Camera tracking in AE works very well for a lot of shots, you can make it work for some difficult shots, but it does not work for all shots. No camera tracker does. If there is any lens distortion in your shot you are going to have to make some kind of correction for that. I usually remove the lens distortion before I start a composite. It makes things a lot easier in the long run.

What are you trying to do in your shot? If you wanted to put something in the frame on the door then Corner Pin tracking in Mocha or even AE wold be a far better solution. If we knew exactly what you were trying to accomplish we could probably give you some suggestions that would work.

Community Expert
October 8, 2017

And then on the very next shot, from a similar angle with similar camera movement, everything works great. It seems very random as to what works and what doesn't which is why I thought there may be a bug, or something I'm missing...


Cropped screenshots that do not show the modified properties of the layers giving you problems are almost useless. Just PrintScreen and paste to the forum please.

Sometimes you have to monkey with the settings in Camera Tracker. Sometimes you have to pre-compose, apply some color correction or even masking in the pre-comp and then Camera Track the pre-comp. All you are looking for is a camera solution anyway. Once you get a working camera and drop in a couple of place holders.

You should only be camera tracking the frames that you are actually are going to use in the project. The other day I had a very long tracking shot where the actor was walking past a bunch of storefronts. We had 8 signs and logos on the windows that needed to be replaced and six to be 3D models. I set up 8 different comps that only contained the frames where the replacements were visible. Not one extra frame was included. I pre-composed did some corner pin tracking and put gray solids over the windows to hide the reflections, I did all of the compositing for two of the replacements using corner pin techniques in Mocha, but the other six shots were all camera tracked. In five of them there was significant tracking required to remove reflections and other noise. I ended up with comps that all had a camera and at least 1 solid layer placed in the scene. All of these cameras were copied and inserted in the main comp in sync with the footage and the 3D models and final composite was done there. If I had tried to camera track the full shot it would have likely failed, many of the parts of the shot would have very bad camera placements and it would have wasted the better part of a day just fiddling. I told you that story so that maybe you can look at your footage, try and decide exactly which frames you need to camera track and what you need to do to the shots to help prepare them for camera tracking. There just are not that many shots that track successfully the first time and the longer the shot the less likely it is that the camera created will be accurate through the entire shot.
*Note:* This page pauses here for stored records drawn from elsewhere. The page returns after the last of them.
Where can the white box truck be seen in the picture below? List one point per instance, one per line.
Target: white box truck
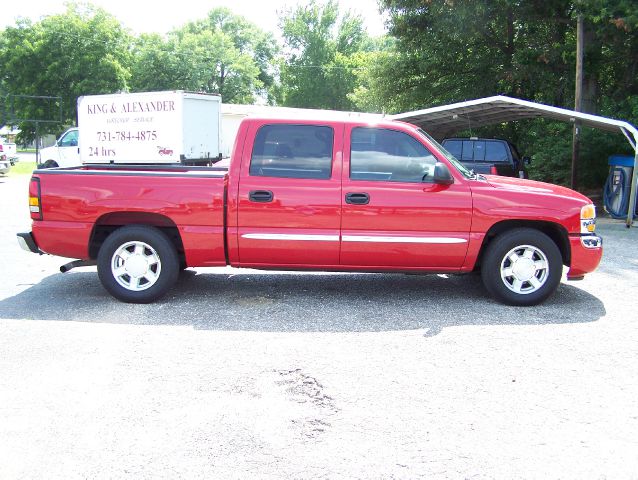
(172, 127)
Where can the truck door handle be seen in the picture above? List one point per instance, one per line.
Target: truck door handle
(357, 198)
(261, 196)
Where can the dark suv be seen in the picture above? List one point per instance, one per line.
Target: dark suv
(488, 156)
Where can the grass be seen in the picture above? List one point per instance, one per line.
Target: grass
(22, 168)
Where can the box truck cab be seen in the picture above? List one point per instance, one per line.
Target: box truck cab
(64, 153)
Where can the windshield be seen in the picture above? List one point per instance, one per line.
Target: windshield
(464, 171)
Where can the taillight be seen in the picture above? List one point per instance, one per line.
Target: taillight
(35, 205)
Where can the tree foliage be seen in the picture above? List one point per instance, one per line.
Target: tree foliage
(453, 50)
(83, 51)
(322, 54)
(222, 54)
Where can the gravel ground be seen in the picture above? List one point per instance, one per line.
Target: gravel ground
(243, 374)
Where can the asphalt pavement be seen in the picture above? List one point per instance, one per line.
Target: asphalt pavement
(244, 374)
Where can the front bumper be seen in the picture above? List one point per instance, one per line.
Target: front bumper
(27, 242)
(586, 253)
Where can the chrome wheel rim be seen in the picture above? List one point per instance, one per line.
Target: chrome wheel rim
(524, 269)
(136, 266)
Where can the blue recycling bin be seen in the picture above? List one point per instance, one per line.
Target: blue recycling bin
(618, 186)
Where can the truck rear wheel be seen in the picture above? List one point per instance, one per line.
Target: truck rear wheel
(137, 264)
(522, 267)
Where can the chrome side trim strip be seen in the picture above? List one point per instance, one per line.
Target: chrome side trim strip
(291, 237)
(375, 239)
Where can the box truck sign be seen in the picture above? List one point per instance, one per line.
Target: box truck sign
(148, 127)
(134, 128)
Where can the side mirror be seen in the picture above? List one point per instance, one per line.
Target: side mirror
(442, 175)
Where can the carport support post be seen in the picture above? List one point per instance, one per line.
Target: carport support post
(632, 196)
(578, 96)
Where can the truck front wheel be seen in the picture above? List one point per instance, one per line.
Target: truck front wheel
(521, 267)
(137, 264)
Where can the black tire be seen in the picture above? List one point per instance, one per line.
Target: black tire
(137, 264)
(521, 267)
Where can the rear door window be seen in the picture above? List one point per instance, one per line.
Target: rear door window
(496, 152)
(292, 151)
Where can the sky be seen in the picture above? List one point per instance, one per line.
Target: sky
(162, 16)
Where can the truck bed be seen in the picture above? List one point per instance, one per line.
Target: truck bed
(78, 206)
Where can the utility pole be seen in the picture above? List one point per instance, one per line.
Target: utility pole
(578, 97)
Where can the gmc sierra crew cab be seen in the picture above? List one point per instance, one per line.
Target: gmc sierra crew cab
(338, 194)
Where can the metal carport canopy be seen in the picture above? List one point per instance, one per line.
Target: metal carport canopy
(447, 119)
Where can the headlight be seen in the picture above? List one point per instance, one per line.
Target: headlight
(588, 219)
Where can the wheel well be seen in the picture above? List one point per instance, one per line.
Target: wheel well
(110, 222)
(554, 231)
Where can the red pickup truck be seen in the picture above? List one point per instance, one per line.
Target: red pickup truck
(305, 194)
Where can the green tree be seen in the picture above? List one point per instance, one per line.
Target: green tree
(322, 56)
(448, 51)
(222, 54)
(80, 52)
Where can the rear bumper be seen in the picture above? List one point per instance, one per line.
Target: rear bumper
(27, 242)
(586, 253)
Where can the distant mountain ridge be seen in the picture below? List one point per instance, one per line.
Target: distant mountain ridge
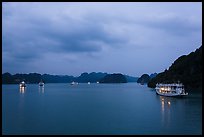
(85, 77)
(187, 69)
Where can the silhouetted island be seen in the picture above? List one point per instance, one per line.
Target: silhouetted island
(114, 78)
(144, 79)
(85, 77)
(187, 69)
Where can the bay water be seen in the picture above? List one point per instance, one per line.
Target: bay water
(98, 109)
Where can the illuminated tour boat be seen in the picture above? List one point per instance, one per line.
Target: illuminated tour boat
(22, 84)
(41, 84)
(74, 83)
(171, 90)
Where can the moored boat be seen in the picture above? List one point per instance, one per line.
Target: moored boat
(22, 84)
(171, 90)
(41, 83)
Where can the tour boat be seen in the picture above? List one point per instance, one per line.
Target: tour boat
(171, 90)
(74, 83)
(41, 83)
(22, 84)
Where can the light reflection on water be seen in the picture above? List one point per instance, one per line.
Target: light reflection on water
(165, 110)
(22, 90)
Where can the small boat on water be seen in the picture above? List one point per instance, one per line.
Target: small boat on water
(22, 84)
(41, 83)
(74, 83)
(171, 90)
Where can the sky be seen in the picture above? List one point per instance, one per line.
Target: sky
(71, 38)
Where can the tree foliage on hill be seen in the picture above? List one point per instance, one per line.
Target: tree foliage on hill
(187, 69)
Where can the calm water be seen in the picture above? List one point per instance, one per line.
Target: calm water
(98, 109)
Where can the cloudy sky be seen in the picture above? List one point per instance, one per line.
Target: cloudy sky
(71, 38)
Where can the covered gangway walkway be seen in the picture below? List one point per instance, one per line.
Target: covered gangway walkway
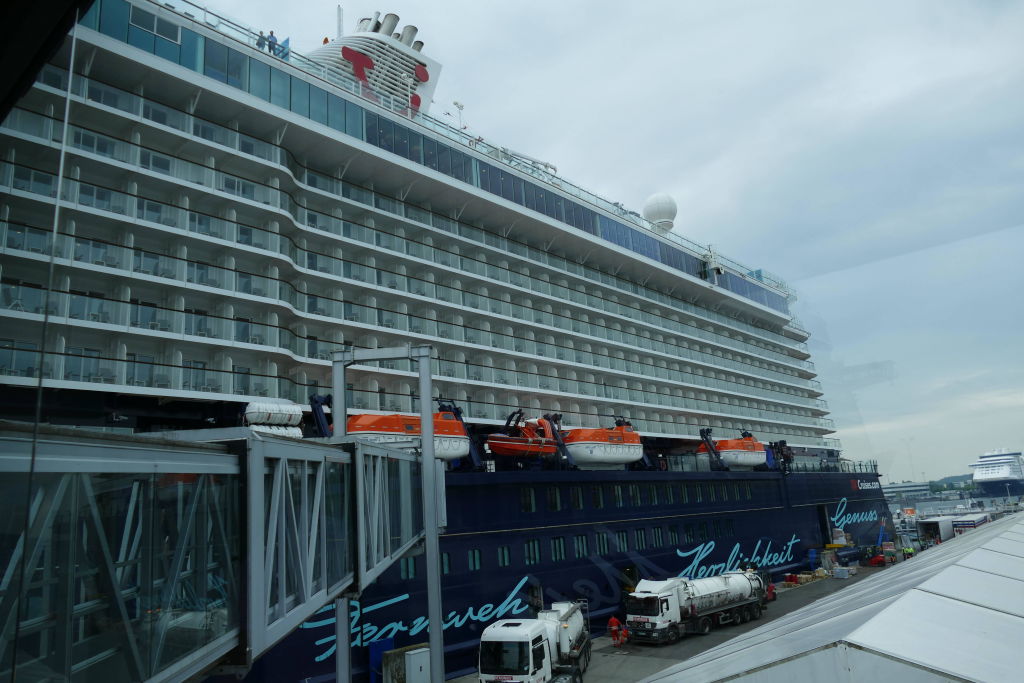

All of the screenshots but one that you have shown look under exposed and flat. One is just flat. I would pre-compose the footage, do some color grading to bring up the detail levels and get some real good contrast going, then camera track the footage. The color grade for tracking is completely different than the final color grade. See if you don't get better results. If you get what looks like a good track but none of the track markers will line up with a plane then you should try some of the advanced options. If there are reflection or very large areas that have absolutely no parallax changes or detail then you have to do something else. On one occasion when I had a large flat wall that had to be camera tracked I pre-cmposed the footage, used some advanced corner pin tracking in Mocha to stick a solid with the grid effect to the wall and I then camera tracked the pre-comp. The grid gave me plenty of trackers and provided a nearly perfect camera solution on a shot that was pretty much a mess. Once the camera was created and some reference solids positioned I just deleted the pre-comp from the main comp and used the original footage to do the composite.

All these stories are just to give you some ideas. Without actually getting my hands on the shots that you cannot track I can't tell you what is going on.